- During a Thursday presentation at a Savannah State of the Port event, Griff Lynch, the executive director of the Georgia Ports Authority, laid out a $2.5 billion plan to expand the Port of Savannah, with future investments to possibly include a replacement for the Talmadge Memorial Bridge, which spans the Savannah River and cannot currently accommodate the largest cargo vessels that could potentially pass through.
- The $2.5 billion plan would expand the port's containerized cargo capacity by 45% by the year 2028, adding to the capacity created by the $973 million Savannah Harbor Expansion Project which is expected to be complete in late 2021. That project is deepening the port's shipping channels, a move that will save $282 million a year. To complement the movement of large cargo ships that want to take advantage of deeper channels, the Talmadge bridge would have to be replaced, although Lynch did not give a cost estimate for such a project and the arrival of the biggest cargo ships is not scheduled for any time soon.
- Projects that are part of the authority's $2.5 billion plan include growing the ship-to-shore crane fleet from 32 to 42 cranes, which means replacing older cranes so that all port cranes can handle 14,000-TEU container ships; additional gates; expansion of container storage areas; berth improvements and off-terminal roadwork.
Even before the new, larger lane of the Panama Canal opened in 2016, the race was on to increase capacity at U.S. ports, with some doing a better job than others when it came to dredging and making the berth and crane improvements necessary to handle the post-Panamax tankers with full loads.

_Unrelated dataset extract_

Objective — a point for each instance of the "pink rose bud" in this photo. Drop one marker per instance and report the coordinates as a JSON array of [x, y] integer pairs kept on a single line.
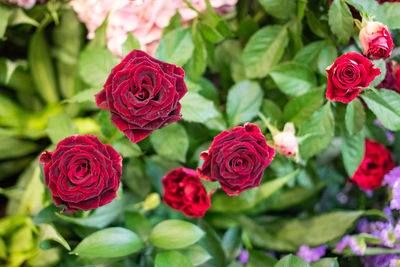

And until a port has completed the necessary infrastructure work, it cannot accept the largest fully loaded tanker or perhaps not accept them at all.

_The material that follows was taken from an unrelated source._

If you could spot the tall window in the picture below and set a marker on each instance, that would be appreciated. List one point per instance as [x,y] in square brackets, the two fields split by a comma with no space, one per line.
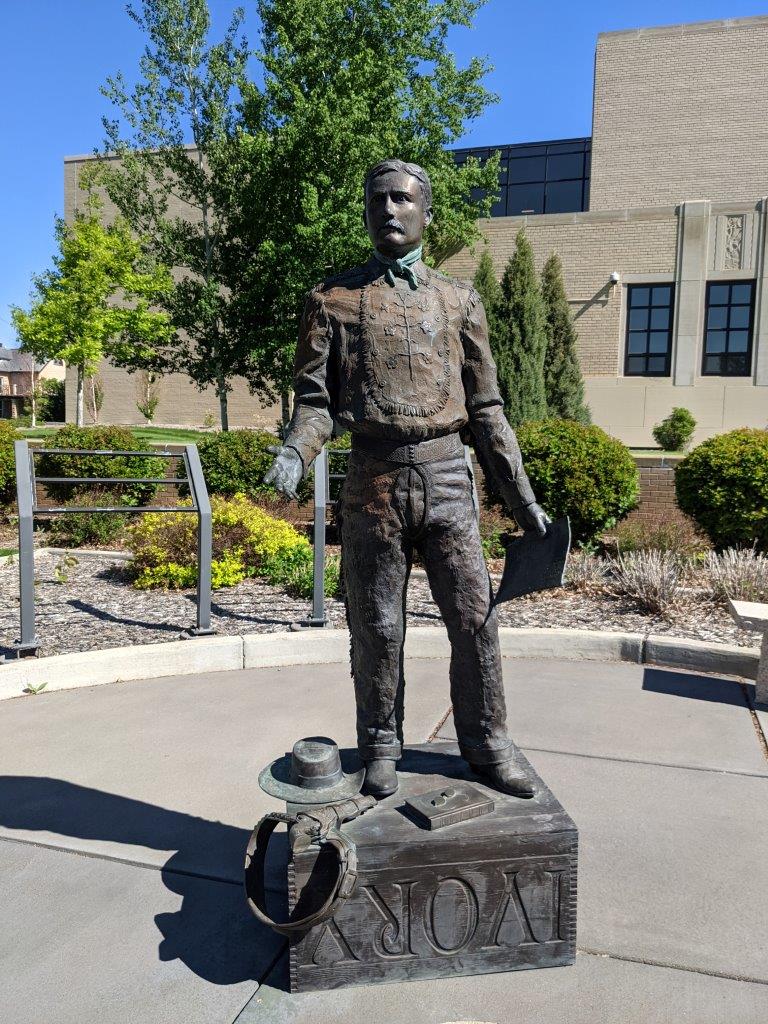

Panamax improvements aside, the American Association of Port Authorities reported in June that U.S. ports need $20 billion during the next 10 years in order to perform necessary multimodal and rail access work that will help the facilities meet growing shipping demand that's resulted from population growth and a greater volume of goods being shipped via tanker. More than 30% of the ports responding to the association's annual survey said they identified rail projects of more than $50 million each, and 7% said they plan to expand rail capacity in some way, with that mode of transport providing a fast, efficient way to move goods from the port to distribution centers.